This came the same day the lawmakers passed for second reading, a bill seeking to amend the Nigeria Communications Commission Act to regulate the powers of the police and other security agencies to track, intercept, monitor and record conversations, text messages and internet communications involving suspected terrorists operating in Nigeria.
In a resolution passed yesterday, the House mandated the Committees on Finance, Banking and Currency, and National Planning and Economic Development to invite the duo and obtain explanations on the measures being taken to curb the free fall of the currency against the United States dollar and other foreign currencies.
The decision followed a motion sponsored by Hon.

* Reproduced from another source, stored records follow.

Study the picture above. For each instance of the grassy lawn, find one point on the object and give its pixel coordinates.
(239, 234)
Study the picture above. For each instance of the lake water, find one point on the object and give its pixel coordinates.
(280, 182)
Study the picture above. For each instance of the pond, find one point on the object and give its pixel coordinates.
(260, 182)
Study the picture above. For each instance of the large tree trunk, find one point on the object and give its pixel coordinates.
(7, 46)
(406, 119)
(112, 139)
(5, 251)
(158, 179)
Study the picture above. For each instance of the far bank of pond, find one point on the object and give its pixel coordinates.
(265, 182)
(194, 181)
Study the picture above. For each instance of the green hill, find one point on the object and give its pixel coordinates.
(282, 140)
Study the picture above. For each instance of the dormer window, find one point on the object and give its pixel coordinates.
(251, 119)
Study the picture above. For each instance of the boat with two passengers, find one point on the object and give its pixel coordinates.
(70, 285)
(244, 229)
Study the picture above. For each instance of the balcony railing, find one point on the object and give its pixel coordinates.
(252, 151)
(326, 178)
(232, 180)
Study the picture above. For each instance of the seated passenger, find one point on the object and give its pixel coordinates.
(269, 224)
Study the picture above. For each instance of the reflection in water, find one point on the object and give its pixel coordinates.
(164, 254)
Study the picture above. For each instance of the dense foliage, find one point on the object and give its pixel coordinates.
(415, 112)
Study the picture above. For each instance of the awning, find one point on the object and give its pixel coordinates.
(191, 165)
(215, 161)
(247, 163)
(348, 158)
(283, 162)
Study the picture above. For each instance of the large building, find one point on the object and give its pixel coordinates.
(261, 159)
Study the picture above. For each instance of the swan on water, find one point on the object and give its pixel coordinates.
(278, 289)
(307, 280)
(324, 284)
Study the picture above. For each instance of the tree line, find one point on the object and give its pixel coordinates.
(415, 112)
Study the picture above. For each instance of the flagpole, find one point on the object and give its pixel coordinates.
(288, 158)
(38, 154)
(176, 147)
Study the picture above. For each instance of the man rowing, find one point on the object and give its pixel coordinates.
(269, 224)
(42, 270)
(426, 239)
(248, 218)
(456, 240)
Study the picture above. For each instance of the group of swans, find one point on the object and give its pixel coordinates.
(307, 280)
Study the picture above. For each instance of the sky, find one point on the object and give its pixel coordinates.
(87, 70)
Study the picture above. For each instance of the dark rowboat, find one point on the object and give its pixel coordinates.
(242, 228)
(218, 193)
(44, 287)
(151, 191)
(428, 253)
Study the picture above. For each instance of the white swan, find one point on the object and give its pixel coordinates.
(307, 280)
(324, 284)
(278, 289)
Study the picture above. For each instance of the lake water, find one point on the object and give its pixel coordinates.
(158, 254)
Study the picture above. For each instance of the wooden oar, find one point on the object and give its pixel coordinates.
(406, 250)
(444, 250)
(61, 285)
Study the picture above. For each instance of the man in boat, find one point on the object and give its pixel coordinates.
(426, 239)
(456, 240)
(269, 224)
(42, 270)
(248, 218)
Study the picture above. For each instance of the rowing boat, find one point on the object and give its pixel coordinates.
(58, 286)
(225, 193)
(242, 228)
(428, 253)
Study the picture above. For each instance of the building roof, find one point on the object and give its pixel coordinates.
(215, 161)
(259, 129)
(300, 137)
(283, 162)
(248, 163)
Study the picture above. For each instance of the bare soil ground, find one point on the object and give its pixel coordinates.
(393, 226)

Odebunmi Olusegun Dokun on the “need to check the continuous devaluation (depreciation) of the local currency over the years.”
Dokun traced the history of the introduction of Naira and Kobo as the country’s legal tender in 1973, stating that the naira at inception was more valuable than the US dollar and a little less than the British pound sterling.
He observed that with the depreciation of the naira, the nation’s economy was exposed to serious danger.
“There has been a continuous decrease in the Naira value over the years against major currencies in the world.
“A critical look at these last few years, taking the US dollar as a basis for comparison shows that around 1990 to 1993, it was about N28 to a dollar; around 1994 to 1996, it was about N40 to a dollar; around 1996 to 1999, it was about N80 to a dollar; around 1999 to 2007, it was about N140 to a dollar; and around 2007 to date, it is about N158 to a dollar.
“This has shown that a continuous devaluation in the naira without any improvement, and if this downward trend persists, it will affect Nigeria’s economy and the future of the nation in general,” he said.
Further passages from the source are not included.